Nombrar para sanar
La música tenía el volumen perfecto como para ser disfrutada sin interrumpir la charla. Estábamos en un bar con unas amigas. A unos meses de mi precoz viudez, ese era un evento bastante poco frecuente. Entre risas, chismes y repaso de las últimas novedades de cada una, se hizo explícita la preocupación sorora sobre mi falta de sexo.
Cada una hizo el repaso de los amigos solteros que podía presentarme, los amigos de sus compañeros que “podrían quizás” estar disponibles, entre todas hicimos el ejercicio de recordar entre mis viejos amantes cuáles valdría la pena recontactar.
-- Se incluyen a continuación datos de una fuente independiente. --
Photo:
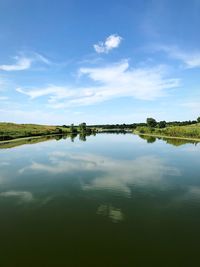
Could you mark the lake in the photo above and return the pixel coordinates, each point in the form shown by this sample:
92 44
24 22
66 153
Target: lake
104 200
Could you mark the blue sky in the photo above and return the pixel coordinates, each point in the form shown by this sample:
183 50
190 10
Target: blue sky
69 61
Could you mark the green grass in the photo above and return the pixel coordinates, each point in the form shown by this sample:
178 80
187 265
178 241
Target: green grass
189 131
12 131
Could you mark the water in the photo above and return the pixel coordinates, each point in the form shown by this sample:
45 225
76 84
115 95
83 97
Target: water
113 200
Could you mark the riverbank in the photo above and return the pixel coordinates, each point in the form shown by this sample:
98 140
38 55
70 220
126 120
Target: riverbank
167 137
189 132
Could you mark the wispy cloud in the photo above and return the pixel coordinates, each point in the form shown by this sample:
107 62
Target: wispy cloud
111 42
190 59
112 81
23 62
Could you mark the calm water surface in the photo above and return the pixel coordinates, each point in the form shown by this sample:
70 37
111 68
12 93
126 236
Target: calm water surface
113 200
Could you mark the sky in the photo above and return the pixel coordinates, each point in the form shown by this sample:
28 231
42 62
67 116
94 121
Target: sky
108 61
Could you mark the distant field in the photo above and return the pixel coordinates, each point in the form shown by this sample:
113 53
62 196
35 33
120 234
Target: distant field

Todo venía súper, estaba disfrutando muchísimo ese encuentro, esa mini pausa de maternidad que habilitó mi hermana cuando ofreció el cuido de mi hijo por ese rato de sábado. La noche se acercaba bastante a la perfección hasta que escuché EL NOMBRE. Una de mis amigas estaba enumerando las bondades de un compañero de trabajo de su marido, yo empezaba incluso a entusiasmarme y se me ocurrió preguntar chistosamente: “¿Y, cómo se llama mi futuro novio?”, y ahí llegó: “MARCELO”. La respuesta de mi cuerpo precedió cualquier otra reacción, como en casi todo lo que se vincula a ESO que suena en mí cuando escucho ese nombre: empecé a sudar, el estómago se anudó repentinamente, la garganta se me cerró, las manos y las piernas empezaron a moverse torpe y nerviosamente, la piel se erizó en efecto dominó desde algún punto imperceptible hasta la expansión absoluta.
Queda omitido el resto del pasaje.